16 days sober and I’m seriously considering giving up weed now. Should I wait a bit longer or just get on with it. I really want to stop drinking so I’m finding it easy - ish. But I do enjoy my weed, I only want to stop because it’s about a £200 a month habit. Stopping weed is going to be traumatising. Also can you have more than 1 timer on this app, I don’t want to try and accidentally delete my progress.
Almost 7 days without alcohol and sigarets…
I have realy bad cravings for the whole day… Can’t get it out of my head… So damm hard… Can’t wait till this day is over…
You can set multiple timers for different addictions. I would definitely give up the weed, at the moment it’s likely acting as a replacement for the drinking. I used to think that I would smoke weed forever, so glad I stopped it some years ago. Give it a try, it’s too expensive nowadays anyway
It’s definitely not a replacement as I’ve been smoking longer than drinking I’m just not sure 2 things at the same time is to much to cope with. I’m going to set up a new timer and see what happens. This is surely gonna be a nightmare, I was proud I stopped drinking but I’m going to have to tap into some pretty divine shit to do this.
Checking in
A few hours from day 10.
My flight leaves at 7:45pm. I’m feeling a bit bummed out… I really don’t want to leave my GF or Texas for that matter. However, I do need to get back home. I need to find employment and begin saving so I can move out here indefinitely.
Back to reality I guess. It’s sad, but I am mindful of my responsibilities. Not only for her, but for myself. The only way I can be a good partner is by improving myself first.
So, that being said, one last afternoon by the pool
Please tell someone you love them today…
…
… And in case YOU haven’t heard it today
YOU’RE AWESOME & I LOVE YOU
(Edit: I’m out of likes but you all are doing great today )
Growing up, anything I did less than perfect was unacceptable to my mom. On the flip side, I got teased at school for being ‘too smart’ (apparently there is such a thing).
So I learned very early to walk a very fine line between 2 different standards of approved performance, not old enough or supported enough then to know that I got to have my own standards.
I know better now, but some things are so elementally ingrained that we often don’t realize what is holding us back.

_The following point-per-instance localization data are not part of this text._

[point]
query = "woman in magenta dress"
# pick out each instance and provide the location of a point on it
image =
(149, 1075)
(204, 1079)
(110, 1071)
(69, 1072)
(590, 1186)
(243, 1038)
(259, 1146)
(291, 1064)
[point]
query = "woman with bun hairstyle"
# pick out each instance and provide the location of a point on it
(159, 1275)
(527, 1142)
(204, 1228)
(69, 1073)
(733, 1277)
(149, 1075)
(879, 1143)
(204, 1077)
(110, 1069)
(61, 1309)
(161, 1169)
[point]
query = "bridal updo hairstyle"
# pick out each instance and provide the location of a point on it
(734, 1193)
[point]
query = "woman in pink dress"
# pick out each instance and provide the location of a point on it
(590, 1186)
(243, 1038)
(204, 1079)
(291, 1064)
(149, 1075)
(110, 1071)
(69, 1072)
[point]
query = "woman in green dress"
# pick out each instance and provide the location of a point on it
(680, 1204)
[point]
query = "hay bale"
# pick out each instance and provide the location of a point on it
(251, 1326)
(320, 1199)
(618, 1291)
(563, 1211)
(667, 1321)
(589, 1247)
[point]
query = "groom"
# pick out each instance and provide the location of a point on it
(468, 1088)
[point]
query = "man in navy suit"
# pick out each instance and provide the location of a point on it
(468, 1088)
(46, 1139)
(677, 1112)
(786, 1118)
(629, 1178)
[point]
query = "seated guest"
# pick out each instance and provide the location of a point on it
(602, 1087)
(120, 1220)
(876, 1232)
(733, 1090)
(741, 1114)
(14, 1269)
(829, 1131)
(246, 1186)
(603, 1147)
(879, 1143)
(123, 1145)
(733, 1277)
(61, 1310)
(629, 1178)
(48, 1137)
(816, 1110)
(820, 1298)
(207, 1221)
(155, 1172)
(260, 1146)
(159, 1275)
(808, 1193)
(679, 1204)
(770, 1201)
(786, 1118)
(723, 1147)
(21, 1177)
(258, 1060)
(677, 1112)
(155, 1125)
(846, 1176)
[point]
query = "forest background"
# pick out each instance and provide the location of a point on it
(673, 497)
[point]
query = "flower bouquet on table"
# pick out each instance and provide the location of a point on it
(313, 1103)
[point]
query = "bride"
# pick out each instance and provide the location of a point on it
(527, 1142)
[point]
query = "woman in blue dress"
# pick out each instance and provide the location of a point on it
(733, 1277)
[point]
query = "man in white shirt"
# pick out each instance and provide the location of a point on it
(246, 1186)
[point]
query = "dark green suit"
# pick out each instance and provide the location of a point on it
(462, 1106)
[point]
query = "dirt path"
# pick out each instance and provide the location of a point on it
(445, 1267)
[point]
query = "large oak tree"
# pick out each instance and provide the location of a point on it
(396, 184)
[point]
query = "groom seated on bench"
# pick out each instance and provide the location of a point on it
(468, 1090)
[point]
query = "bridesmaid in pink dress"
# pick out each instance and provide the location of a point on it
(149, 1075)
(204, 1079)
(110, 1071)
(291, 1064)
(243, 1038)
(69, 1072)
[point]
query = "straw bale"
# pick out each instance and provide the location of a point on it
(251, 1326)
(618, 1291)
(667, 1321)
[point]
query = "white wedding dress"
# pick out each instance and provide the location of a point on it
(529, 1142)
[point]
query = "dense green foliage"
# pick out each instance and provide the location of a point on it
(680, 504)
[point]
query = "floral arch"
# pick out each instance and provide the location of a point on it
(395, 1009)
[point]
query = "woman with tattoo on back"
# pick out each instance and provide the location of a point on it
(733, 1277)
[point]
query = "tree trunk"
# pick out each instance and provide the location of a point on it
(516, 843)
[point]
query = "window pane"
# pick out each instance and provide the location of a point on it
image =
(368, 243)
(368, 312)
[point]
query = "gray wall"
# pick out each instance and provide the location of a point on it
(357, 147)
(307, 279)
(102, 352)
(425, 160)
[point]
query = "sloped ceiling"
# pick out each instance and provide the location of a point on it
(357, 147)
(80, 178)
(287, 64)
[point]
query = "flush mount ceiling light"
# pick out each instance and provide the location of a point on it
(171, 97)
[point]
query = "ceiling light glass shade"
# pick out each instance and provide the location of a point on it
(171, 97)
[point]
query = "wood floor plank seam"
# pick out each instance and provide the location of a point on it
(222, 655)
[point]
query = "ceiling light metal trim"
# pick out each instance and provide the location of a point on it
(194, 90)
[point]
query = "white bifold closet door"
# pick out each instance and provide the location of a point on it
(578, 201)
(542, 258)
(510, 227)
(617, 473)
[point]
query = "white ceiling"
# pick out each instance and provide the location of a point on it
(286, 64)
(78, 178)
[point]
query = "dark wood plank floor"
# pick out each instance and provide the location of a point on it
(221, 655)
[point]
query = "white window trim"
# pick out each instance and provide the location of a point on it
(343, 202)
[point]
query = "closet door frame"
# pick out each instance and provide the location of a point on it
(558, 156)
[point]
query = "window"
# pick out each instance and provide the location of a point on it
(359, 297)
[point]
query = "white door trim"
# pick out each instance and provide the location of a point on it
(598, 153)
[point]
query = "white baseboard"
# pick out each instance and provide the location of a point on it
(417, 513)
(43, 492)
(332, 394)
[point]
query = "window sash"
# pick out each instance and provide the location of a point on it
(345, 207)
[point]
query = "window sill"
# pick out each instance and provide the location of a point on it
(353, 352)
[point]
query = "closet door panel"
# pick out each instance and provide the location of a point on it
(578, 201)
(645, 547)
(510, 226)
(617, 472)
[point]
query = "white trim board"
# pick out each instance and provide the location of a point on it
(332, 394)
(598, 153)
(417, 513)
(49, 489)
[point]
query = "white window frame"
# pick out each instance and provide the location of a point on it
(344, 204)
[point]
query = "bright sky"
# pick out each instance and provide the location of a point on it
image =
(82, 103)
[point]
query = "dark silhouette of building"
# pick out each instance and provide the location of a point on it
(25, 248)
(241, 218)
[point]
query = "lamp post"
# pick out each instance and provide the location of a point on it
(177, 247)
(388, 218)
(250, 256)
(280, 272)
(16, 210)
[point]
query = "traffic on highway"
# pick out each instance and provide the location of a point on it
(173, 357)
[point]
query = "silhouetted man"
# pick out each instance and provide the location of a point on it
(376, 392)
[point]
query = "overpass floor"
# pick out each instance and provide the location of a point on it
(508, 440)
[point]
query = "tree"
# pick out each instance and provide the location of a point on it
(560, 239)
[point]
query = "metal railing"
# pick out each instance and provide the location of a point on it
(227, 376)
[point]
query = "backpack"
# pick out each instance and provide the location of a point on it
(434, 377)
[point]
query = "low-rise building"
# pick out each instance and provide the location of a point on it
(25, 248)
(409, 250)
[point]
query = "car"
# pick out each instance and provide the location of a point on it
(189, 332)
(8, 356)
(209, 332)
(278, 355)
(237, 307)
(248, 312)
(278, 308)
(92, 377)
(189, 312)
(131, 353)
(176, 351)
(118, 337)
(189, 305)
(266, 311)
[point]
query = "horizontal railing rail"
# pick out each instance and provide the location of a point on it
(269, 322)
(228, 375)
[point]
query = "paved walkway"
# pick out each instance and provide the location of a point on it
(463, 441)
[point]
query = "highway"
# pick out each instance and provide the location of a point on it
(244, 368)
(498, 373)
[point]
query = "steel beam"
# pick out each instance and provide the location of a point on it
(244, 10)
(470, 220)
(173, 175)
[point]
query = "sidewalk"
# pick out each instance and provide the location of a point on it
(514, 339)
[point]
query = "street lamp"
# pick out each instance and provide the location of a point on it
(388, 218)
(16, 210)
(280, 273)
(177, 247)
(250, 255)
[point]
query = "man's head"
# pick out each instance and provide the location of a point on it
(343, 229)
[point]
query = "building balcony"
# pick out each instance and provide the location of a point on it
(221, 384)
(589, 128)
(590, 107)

Did I read San Antonio the other day?
Yup, I have been down here in SA for the last five days
You’re not wrong. I’ve done it I’ve set my timer. Here goes round 2.Im not happy about this. Time to practice what I preach.
Good lad, you got got this
Awesome. No a huge fan of San Antonio , but it’s close to so many fun/active cities… New Braunfels, Canyon Lake, Austin, Kerrvile, Fredericksburg. Did she move there for work, school, family?
She moved here to be with family. Given that I have only been here for five days I cannot really judge SA. However there is no snow in Texas and to a Minnesotan that’s all I needed to hear to want to move out here lolololol.
I’ve been a positive guy since of been on here but now you gonna get some moaning, feeling sorry myself BS. I’m not looking for sympathy just pre warning you. I would hate to drag you down on a daily basis.